CITI Talk: “Clustering and Data Anonymization by Mutual Information”, Pablo Piantanida, Associate Professor at CentraleSupélec, TD D

Title
Clustering and Data Anonymization by Mutual Information

Abstract
In this talk, we first introduce  the Shannon theoretic
multi-clustering problem and investigate its properties, uncovering
connections with many other coding problems in the literature. The figure
of merit for this information-theoretic problem is mutual information, the
mathematical properties of which make the multi-clustering problem amenable
to techniques that could not be used in a general rate-distortion setting.
We start by considering the case of two sources, where we derive
singleletter bounds for the achievable region by connecting our setting to
hypothesis testing and pattern recognition recognition problems in the
information theory literature. We then generalize the problem setup to an
arbitrary number of sources and study a CEO problem with logarithmic loss
distortion and multiple description coding. Drawing from the theory of
submodular functions, we prove a tight inner and outer bound for the
resulting achievable region under a suitable conditional independence
assumption. Furthermore, we present a proof of the well-known two-function
case of a conjecture by Kumar and Courtade (2013), showing that the
dictator functions are essentially the only Boolean  functions maximizing
mutual information.  The key step in our proof is a careful analysis of the
Fourier spectrum of the two Boolean functions. Finally, we study
information-theoretic applications to the problem of statistical  data
anonymization via mutual information and deep learning methods in which the
identity of the data writer must remain private even from the learner.

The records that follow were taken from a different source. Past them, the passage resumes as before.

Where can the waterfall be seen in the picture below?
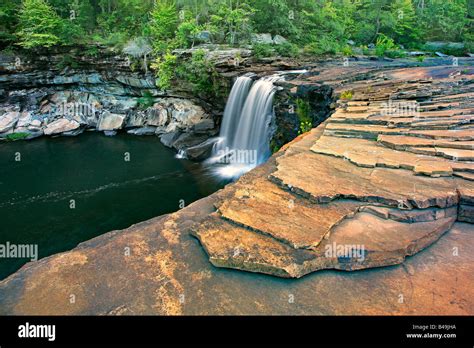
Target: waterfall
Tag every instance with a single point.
(245, 133)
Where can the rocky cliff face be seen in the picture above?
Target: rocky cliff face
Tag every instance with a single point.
(38, 96)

Joint works with Dr. Georg Pichler (TU Wien, Austria), Prof. Gerald Matz
(TU Wien, Austria),  Clément Feutry (CentraleSupélec, France) and Yoshua
Bengio (Montréal, Canada)

Short biography
Pablo Piantanida received both B.Sc. in Electrical
Engineering and B.Sc. in Mathematics degrees from the University of Buenos
Aires (Argentina) in 2003, and the Ph.D. from Université Paris-Sud (Orsay,
France) in 2007. Since October 2007 he has joined the Laboratoire des
Signaux et Systèmes (L2S), at CentraleSupélec together with CNRS (UMR 8506)
and Université Paris-Sud, as an Associate Professor of Network Information
Theory. He is an IEEE Senior Member, coordinator of the Information Theory
and its Applications group (ITA) at L2S, and  coordinator of the
International Associate Laboratory (LIA) of the CNRS “Information, Learning
and Control” with several institutions in Montréal and General Co-Chair of
the 2019 IEEE International Symposium on Information Theory (ISIT). His
research interests lie broadly in information theory and its interactions
with other fields, including multi-terminal information and Shannon theory,
machine learning, statistical inference, communication mechanisms for
security and privacy, and representation learning.